Furthermore, other observations (5, 13, 35) and mathematical models of
underlying cellular mechanisms responsible for the changes in HR
elicited by vagal stimulation predict that ACh concentration in
neuroeffector junctions of the sinus node responds more slowly
to changes in vagus nerve activity than does the membrane ionic
currents to changes in ACh concentration (9-12, 22). Thus we
hypothesized that the changes in ACh kinetics might critically
affect the dynamic properties of transduction from vagus nerve activity
to HR.
To examine this hypothesis, we modulated both the mean frequency of
vagal stimulation and cholinesterase (ChE) activity, and evaluated the
resulting changes in the transfer function from vagal stimulation
frequency to HR response in anesthetized rabbits. The results suggested
that ChE activity plays an important role in determining the dynamic
properties of transduction from vagus nerve activity to HR.
| |
MATERIALS AND METHODS |
Surgical preparations.
Animal care was in accordance with institutional guidelines. Fourteen
Japanese White rabbits weighing 2.4-3.0 kg were anesthetized using
urethan (250 mg/kg iv) and 
-chloralose (40 mg/kg iv) and mechanically ventilated with oxygen-enriched room air. Supplemental doses of anesthetics were given via the right femoral vein as necessary. Aortic pressure was monitored by means of a micromanometer catheter (model PC-340, 3F, Millar Instrument, Houston, TX) inserted via the left femoral artery. A catheter was inserted into the right
femoral vein for the administration of drugs. The bilateral carotid
sinus nerves and aortic depressor nerves were cut to eliminate the
effects of the arterial baroreflex systems. We transected the bilateral
sympathetic nerves at the level of the stellate ganglion to eliminate
the possible interaction between the vagus and sympathetic nerves.

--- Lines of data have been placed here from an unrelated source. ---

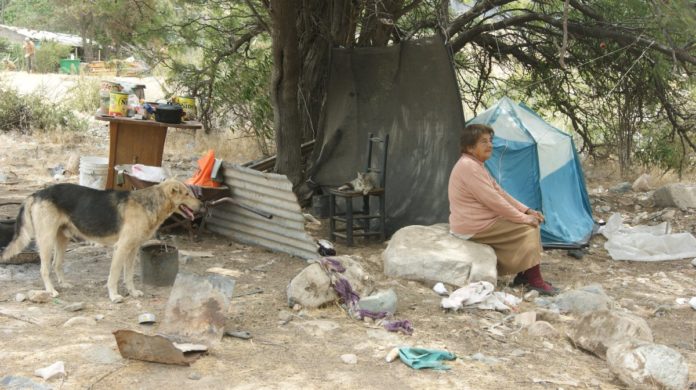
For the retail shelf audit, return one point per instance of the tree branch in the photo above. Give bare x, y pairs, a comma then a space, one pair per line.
474, 12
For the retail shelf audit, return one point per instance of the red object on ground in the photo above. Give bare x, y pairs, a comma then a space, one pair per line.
205, 168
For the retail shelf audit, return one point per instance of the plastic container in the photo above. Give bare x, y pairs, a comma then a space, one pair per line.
159, 264
70, 66
118, 103
93, 172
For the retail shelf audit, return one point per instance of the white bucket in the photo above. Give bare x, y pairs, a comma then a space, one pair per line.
93, 172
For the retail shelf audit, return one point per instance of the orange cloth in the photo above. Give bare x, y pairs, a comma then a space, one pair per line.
205, 169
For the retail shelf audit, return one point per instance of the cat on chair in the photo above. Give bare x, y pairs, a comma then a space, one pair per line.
365, 182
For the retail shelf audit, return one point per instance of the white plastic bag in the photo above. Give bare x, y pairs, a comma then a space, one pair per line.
646, 243
148, 173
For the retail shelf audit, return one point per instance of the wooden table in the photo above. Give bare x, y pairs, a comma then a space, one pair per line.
137, 141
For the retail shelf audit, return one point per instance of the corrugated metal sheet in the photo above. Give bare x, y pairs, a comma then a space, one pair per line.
268, 192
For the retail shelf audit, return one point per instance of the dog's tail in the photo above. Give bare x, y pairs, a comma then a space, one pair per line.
24, 231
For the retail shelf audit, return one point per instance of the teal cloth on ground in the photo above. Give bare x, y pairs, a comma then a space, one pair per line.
425, 358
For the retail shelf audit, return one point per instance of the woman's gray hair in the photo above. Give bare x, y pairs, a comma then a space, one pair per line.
470, 135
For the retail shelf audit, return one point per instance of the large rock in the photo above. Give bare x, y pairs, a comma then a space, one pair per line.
312, 288
583, 300
596, 331
431, 254
675, 195
643, 365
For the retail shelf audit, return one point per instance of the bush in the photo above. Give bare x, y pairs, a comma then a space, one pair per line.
84, 95
34, 112
48, 56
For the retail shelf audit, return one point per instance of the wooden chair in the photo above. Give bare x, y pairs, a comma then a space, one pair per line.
356, 223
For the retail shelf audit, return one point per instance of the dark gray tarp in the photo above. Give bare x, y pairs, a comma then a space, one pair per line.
410, 92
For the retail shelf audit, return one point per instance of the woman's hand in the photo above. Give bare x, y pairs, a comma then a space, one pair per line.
537, 215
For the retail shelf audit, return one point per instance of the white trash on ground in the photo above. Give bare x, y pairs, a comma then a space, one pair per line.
480, 295
646, 243
57, 368
149, 173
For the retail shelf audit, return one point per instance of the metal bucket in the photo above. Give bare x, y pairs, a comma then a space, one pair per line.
159, 264
320, 205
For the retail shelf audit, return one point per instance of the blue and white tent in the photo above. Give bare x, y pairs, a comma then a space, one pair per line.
538, 165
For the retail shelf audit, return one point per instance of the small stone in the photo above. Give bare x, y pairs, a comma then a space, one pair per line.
147, 319
55, 369
77, 306
77, 321
240, 334
668, 215
525, 319
531, 295
392, 355
349, 358
39, 296
185, 260
285, 317
542, 329
484, 359
517, 353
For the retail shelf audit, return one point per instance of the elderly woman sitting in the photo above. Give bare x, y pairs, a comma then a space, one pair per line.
483, 212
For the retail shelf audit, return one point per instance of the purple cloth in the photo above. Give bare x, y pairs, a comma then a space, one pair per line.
332, 265
375, 315
346, 292
403, 326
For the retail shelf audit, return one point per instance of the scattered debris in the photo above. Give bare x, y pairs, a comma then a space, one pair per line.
80, 321
196, 253
39, 296
147, 319
640, 364
224, 271
392, 355
425, 358
55, 369
240, 334
440, 289
349, 358
77, 306
381, 301
158, 349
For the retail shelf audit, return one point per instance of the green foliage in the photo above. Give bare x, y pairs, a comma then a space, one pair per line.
199, 50
48, 56
34, 112
653, 148
84, 95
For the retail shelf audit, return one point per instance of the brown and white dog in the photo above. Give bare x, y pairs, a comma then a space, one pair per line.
122, 219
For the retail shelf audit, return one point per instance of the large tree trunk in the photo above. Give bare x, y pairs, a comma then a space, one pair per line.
284, 88
316, 45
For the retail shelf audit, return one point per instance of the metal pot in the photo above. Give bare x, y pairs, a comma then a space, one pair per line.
169, 113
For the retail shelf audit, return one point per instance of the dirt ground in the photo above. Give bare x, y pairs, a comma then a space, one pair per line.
302, 349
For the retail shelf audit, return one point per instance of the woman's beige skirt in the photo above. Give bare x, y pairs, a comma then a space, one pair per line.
517, 246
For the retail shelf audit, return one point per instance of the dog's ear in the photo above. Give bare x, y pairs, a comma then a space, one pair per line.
175, 188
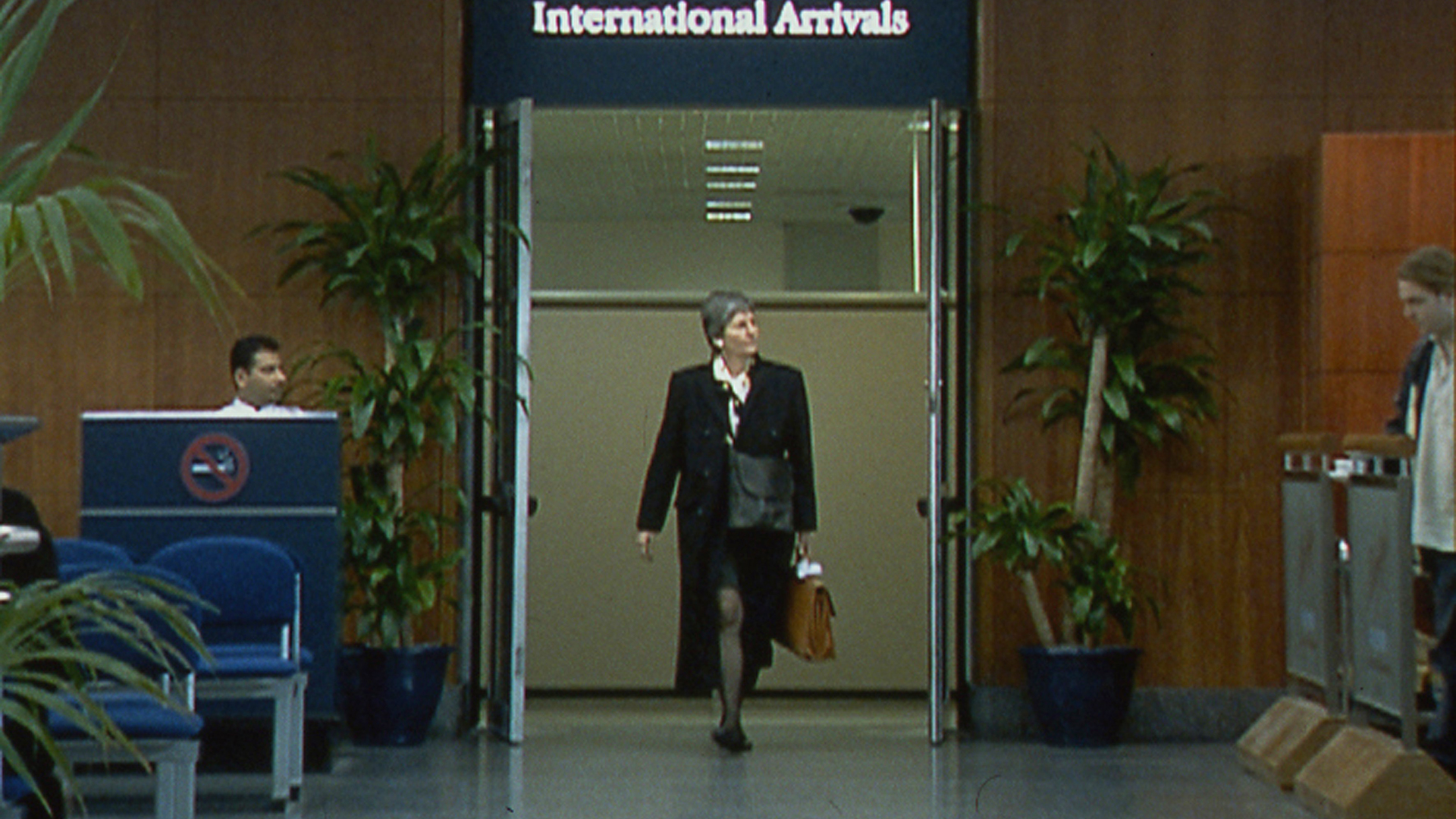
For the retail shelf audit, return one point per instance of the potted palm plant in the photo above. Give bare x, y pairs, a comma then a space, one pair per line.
99, 221
394, 243
44, 667
50, 231
1114, 261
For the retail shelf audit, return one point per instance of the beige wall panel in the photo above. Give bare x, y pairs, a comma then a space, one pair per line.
1153, 49
601, 617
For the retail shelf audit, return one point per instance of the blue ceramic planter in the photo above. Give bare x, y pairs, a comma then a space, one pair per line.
1081, 695
389, 695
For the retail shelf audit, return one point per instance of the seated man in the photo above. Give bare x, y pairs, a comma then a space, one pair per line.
259, 378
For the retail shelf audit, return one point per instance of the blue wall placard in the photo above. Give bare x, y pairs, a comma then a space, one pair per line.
759, 53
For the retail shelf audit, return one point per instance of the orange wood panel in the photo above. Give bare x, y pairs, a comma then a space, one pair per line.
1382, 197
1248, 89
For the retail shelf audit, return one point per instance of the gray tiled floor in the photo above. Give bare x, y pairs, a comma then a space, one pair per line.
645, 760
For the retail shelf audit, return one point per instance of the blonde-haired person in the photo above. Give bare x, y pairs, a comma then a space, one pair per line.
1424, 411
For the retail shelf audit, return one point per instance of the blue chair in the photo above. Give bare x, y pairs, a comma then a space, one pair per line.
254, 635
71, 551
166, 736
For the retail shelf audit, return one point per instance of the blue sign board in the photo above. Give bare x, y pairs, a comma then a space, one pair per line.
155, 479
758, 53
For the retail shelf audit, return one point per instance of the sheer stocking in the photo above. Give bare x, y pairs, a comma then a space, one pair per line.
730, 654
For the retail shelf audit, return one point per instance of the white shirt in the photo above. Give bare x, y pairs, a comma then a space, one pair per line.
739, 388
1433, 515
240, 409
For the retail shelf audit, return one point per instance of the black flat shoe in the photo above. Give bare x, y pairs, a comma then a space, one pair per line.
733, 741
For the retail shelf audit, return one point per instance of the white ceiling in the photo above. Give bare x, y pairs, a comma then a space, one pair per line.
593, 165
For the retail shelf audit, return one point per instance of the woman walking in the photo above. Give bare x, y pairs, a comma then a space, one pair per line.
731, 580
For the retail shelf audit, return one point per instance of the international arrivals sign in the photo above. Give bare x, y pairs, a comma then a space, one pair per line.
683, 19
720, 53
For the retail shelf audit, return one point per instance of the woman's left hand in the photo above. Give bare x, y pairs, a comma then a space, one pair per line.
801, 548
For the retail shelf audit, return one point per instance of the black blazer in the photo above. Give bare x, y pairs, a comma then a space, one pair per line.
692, 447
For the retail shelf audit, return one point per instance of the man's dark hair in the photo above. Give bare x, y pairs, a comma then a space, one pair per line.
246, 347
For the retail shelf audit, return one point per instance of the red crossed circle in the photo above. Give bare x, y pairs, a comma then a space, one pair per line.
216, 482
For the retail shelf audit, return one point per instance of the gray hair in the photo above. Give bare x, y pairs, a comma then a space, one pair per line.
720, 308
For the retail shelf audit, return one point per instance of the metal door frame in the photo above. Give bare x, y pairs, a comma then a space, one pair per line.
949, 445
498, 450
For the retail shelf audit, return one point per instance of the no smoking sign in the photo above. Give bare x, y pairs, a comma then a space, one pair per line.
215, 466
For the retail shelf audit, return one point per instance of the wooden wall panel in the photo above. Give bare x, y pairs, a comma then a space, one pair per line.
223, 95
1381, 196
1248, 89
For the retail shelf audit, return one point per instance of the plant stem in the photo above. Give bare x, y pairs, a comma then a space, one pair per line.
1091, 428
1038, 613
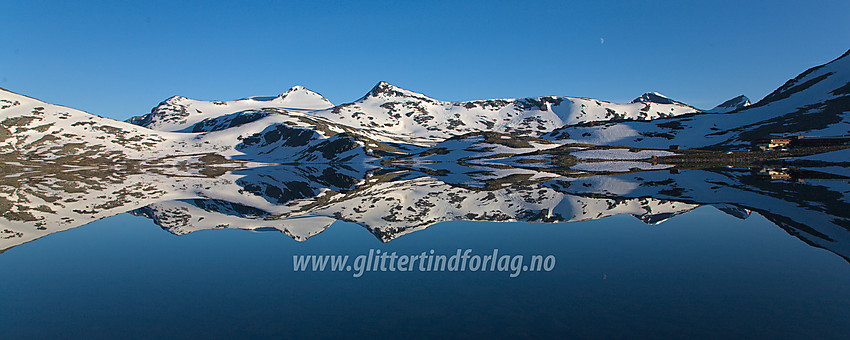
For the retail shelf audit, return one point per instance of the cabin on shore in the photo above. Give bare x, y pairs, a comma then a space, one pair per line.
767, 144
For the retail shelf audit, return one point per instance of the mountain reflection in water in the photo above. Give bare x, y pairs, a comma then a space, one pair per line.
302, 201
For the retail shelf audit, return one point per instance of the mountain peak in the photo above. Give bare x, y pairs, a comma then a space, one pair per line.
654, 97
296, 88
386, 90
301, 97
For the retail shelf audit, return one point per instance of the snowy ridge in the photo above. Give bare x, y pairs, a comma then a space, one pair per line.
181, 114
815, 103
390, 109
730, 105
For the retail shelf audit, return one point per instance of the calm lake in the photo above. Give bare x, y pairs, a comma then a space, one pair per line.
696, 254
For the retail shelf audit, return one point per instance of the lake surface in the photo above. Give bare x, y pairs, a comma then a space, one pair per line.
692, 254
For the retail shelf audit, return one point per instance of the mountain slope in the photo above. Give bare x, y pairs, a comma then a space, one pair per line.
181, 114
815, 103
730, 105
33, 130
424, 120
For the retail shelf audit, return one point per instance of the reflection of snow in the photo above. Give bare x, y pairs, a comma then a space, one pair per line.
620, 154
615, 166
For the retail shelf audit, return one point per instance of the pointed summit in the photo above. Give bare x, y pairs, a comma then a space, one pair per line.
300, 97
730, 105
386, 90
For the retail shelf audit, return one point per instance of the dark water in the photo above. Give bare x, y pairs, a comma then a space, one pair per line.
745, 258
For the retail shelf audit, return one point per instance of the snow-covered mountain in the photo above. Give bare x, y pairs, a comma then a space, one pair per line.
391, 114
424, 120
181, 114
33, 130
815, 103
730, 105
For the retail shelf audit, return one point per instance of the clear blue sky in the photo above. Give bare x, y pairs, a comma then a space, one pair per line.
118, 59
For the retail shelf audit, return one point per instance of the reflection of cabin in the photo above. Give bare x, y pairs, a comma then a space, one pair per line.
771, 173
771, 144
782, 143
819, 141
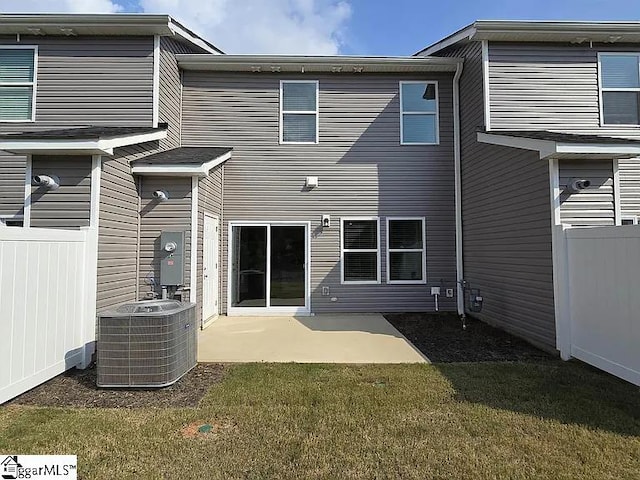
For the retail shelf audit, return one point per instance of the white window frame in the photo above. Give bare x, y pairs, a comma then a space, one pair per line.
422, 250
315, 112
602, 89
367, 250
33, 84
4, 218
436, 113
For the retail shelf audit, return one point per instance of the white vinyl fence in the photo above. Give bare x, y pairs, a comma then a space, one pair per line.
47, 316
600, 323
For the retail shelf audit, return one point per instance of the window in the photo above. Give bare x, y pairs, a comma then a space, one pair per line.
298, 111
406, 250
360, 250
620, 88
11, 221
17, 84
419, 113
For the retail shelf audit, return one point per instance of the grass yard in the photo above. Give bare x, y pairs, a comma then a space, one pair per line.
476, 421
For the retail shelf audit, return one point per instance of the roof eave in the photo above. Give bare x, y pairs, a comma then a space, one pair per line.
329, 64
83, 146
130, 24
185, 170
549, 149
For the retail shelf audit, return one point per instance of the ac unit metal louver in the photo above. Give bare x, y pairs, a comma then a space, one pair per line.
146, 344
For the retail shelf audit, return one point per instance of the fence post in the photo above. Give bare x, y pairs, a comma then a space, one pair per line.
563, 291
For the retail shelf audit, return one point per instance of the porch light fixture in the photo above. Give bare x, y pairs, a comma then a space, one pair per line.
429, 92
49, 182
160, 195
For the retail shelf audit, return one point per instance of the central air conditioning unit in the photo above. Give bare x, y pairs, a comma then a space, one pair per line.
146, 344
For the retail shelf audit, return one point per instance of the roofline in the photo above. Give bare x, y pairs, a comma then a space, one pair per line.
100, 145
288, 62
552, 148
183, 170
485, 29
138, 23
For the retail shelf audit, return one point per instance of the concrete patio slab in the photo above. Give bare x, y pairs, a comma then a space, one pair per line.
326, 338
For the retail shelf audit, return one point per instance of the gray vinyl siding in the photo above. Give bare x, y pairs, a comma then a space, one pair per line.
593, 205
209, 201
362, 170
118, 231
172, 215
12, 177
69, 205
506, 228
629, 174
538, 86
91, 81
81, 81
170, 93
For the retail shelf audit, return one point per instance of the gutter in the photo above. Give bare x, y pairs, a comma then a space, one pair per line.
458, 189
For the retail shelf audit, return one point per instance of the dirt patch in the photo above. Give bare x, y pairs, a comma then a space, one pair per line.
77, 388
209, 430
442, 339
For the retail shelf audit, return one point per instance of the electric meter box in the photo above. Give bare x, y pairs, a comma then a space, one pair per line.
171, 258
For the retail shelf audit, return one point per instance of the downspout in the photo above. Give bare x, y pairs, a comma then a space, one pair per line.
139, 218
458, 188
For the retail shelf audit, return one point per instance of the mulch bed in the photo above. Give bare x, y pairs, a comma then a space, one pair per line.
441, 338
77, 388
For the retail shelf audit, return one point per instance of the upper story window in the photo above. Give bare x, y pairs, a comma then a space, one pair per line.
298, 111
17, 83
419, 113
620, 88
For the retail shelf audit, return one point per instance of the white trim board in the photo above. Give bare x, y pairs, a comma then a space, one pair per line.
486, 93
185, 170
550, 149
99, 146
193, 281
156, 80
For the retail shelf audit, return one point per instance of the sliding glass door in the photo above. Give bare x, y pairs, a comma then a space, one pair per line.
268, 268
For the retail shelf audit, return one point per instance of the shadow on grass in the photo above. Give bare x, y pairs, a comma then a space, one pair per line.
571, 393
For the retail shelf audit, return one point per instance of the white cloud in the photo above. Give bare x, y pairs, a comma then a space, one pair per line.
262, 26
235, 26
59, 6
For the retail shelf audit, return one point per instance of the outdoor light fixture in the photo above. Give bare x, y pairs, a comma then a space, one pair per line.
50, 182
160, 195
429, 92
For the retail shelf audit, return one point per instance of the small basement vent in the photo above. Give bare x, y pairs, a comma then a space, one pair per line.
146, 344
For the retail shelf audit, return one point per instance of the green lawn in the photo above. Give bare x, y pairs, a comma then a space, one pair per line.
477, 421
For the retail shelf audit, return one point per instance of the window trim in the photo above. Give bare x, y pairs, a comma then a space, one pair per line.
4, 218
422, 250
368, 250
601, 89
33, 84
436, 113
316, 112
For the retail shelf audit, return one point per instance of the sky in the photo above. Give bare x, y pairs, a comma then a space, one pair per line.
330, 27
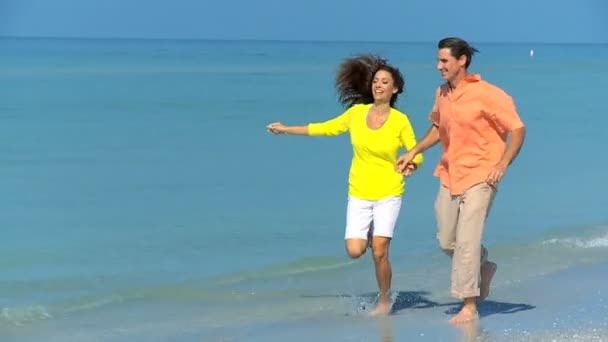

Vagus nerves were sectioned bilaterally at the neck, where a pair of
bipolar platinum electrodes was attached to the cardiac end of the
sectioned right vagus nerve for stimulation. To prevent drying and to
provide insulation, the stimulation electrodes and the nerve were
immersed in a mixture of white petrolatum (Vaseline) and paraffin.
Finally, a pair of bipolar stainless steel electrodes was sutured to
the right atrium to record the cardiac electrogram for monitoring of
HR. During all experiments, body temperature was maintained at 37°C
with a heating pad.
Experimental procedures.
The pulse duration of nerve stimulation was set at 2 ms. We adjusted
the amplitude of vagal stimulation to yield an HR decrease of ~50
beats/ min at 5 Hz. This resulted in an amplitude ranging from 2.5 to
4.0 V (3.0 ± 0.9 V). To estimate the dynamic transduction properties, we stimulated the vagus nerve using a pulse train that was
frequency modulated by a band-limited Gaussian white noise (2, 18, 19,
31). The instantaneous stimulation frequency was switched one time per
second, yielding an input power spectrum that was fairly constant up to
0.5 Hz, decreased gradually to 1/10 at ~0.8 Hz, and attenuated
sharply as the frequency increased to 1 Hz. We estimated the transfer
function only up to 0.8 Hz, because the lack of input power
above that frequency made estimation unreliable. The frequency
range was nevertheless sufficient in spanning the physiological
frequency range of vagal HR regulation (2, 18, 19).
In the first series of experiments (n = 6), we examined how changes in the mean frequency of the
Gaussian white noise input vagal stimulation pattern affected the
transfer function from vagal stimulation frequency to HR response. We
set the mean stimulation frequency at either 5 or 10 Hz, with a
standard deviation of frequency modulation of 2 Hz. We used different
Gaussian white noise perturbation command sequences for
different animals while keeping the statistical characteristics of the
perturbation sequences, such as the mean frequency and
standard deviation, unchanged. We also randomized the order of
stimulation among the animals to reduce the likelihood of bias or
systematic errors in our identification approach. After steady-state
conditions were reached with each mean frequency change, we recorded
both the vagal stimulation frequency and HR for 10 min.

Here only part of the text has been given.